— Стой, ты врёшь! Я действую. Я тружусь…
— А для чё? Можешь и бросить всё да так столбом и стоять в жизни-то. Тебе ведь всё равно. Разве твоя работа — истинно есть работа? Поди ты! Ты не от сердца делаешь свои дела, а с точки зрения всё.
— Как это с точки зрения? — изумился Павел Николаевич.
— Как? Не понимаешь ты будто! У вас тут есть разные точки зрения — на этом месте одна, на этом другая. Вот коли ты городским головой будешь, для этого места есть своя точка зрения, а полицеймейстером сделаешься — другая… Тебе главное, чтобы почёт был, чтобы отвечать той точке зрения, с которой на тебя товарищи привыкли смотреть. А огнём ты никаким не пылаешь — делаешь свои дела по мерке да по обязанности. Так ли?
— Пожалуй… Но почему это я такой?
— А ты подумай…
— Ведь я — как мёртвый, поистине говоря.
— А то как же? И в самом деле мёртвый.
— Что же со мной будет?
— Умрёшь, время придёт.
— Это и все другие сделают.
— Ещё бы не сделали! Само собой — сделают.
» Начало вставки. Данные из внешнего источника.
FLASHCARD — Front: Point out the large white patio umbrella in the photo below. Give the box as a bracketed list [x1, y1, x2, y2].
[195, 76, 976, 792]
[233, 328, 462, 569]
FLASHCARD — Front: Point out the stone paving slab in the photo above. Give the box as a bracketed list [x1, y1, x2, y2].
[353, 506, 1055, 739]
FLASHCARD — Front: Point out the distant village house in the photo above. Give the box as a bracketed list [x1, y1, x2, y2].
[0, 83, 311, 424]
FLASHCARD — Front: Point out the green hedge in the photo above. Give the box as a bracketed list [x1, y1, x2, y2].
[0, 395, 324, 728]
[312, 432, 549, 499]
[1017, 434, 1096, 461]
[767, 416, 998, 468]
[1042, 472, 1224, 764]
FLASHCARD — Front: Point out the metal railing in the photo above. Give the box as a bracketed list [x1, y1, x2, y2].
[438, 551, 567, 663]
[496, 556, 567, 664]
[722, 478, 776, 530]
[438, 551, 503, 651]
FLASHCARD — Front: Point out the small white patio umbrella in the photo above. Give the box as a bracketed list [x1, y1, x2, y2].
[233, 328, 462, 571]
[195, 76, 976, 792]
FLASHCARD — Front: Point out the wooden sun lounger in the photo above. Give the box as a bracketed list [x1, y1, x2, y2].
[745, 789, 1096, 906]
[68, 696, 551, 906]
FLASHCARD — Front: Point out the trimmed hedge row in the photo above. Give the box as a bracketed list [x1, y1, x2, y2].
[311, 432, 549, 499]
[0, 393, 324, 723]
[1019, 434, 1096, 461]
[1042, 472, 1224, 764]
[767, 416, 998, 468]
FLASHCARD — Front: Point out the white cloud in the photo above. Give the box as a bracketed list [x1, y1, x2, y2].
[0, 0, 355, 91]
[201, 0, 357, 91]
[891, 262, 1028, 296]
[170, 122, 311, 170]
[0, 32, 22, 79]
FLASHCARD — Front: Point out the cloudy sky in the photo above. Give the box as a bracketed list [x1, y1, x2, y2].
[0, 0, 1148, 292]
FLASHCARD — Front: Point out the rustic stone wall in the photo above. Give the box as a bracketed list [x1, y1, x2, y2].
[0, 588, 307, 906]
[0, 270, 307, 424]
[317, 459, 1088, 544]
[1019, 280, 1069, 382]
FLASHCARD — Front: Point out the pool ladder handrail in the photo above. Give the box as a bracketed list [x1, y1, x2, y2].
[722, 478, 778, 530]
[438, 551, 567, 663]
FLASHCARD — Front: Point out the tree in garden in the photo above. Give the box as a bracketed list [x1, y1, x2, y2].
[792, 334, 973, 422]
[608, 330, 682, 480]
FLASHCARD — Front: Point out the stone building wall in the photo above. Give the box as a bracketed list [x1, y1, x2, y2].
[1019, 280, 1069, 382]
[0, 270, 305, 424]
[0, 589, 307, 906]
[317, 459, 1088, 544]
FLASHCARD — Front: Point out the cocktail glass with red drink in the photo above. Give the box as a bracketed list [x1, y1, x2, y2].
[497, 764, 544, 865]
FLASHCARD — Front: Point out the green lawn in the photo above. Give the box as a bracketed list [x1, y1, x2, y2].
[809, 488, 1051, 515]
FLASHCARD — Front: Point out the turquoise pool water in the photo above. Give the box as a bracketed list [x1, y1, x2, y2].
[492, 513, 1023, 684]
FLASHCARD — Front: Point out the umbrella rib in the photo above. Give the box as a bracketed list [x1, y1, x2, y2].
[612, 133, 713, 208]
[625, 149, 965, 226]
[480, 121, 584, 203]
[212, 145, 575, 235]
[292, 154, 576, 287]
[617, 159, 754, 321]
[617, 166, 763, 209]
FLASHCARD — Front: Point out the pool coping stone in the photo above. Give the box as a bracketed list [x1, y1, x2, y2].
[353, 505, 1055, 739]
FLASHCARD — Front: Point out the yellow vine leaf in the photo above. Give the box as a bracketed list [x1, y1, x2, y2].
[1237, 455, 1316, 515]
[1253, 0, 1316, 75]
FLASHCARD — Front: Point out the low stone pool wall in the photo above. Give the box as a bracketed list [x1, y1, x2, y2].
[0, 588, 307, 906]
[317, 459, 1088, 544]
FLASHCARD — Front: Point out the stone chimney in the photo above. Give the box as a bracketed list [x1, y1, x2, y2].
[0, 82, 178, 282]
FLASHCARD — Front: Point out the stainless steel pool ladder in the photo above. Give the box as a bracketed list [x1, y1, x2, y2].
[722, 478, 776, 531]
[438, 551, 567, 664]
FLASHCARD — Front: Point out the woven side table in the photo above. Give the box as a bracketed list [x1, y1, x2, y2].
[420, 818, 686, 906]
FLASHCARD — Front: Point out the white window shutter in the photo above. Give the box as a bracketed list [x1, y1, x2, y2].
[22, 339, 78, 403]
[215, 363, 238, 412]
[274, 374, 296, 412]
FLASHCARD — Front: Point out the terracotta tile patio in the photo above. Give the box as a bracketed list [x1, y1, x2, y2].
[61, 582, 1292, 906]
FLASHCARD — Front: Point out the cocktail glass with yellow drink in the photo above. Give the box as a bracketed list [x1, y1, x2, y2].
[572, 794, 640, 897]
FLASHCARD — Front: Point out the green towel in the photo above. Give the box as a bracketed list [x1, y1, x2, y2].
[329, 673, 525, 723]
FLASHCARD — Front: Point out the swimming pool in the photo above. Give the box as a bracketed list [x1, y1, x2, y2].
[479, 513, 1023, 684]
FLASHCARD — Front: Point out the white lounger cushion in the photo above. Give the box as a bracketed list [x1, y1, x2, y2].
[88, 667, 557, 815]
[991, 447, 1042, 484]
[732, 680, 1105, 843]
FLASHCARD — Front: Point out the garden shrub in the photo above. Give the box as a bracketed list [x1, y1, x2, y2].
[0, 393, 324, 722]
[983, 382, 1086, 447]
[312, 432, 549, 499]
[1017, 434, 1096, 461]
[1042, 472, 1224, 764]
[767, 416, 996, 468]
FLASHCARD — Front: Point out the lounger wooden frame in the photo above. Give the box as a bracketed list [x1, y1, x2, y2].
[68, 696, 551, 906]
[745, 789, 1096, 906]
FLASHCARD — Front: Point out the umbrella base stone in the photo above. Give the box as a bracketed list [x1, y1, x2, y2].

— А при жизни-то что со мной будет?
— Не зна-аю! — протянул извозчик, покачав головой. — Скверная твоя жизнь, без чувств-то, а? Не говори — знаю, скверная. Жалко тебя, паря. Да я сам тоже равнодушен к жизни-то.
— Что же делать? — задумчиво спросил Павел Николаевич.
— А я почём знаю? Кричи всем, что в тебе закону нету, авось люди услышат…
— Ну, так что?
— Ничего. Услышат — посмотрят в самих себя, может, увидят, что и в них тоже закона нет, и они все, как ты сам, такие же пустые и равнодушные к жизни. Им это на пользу.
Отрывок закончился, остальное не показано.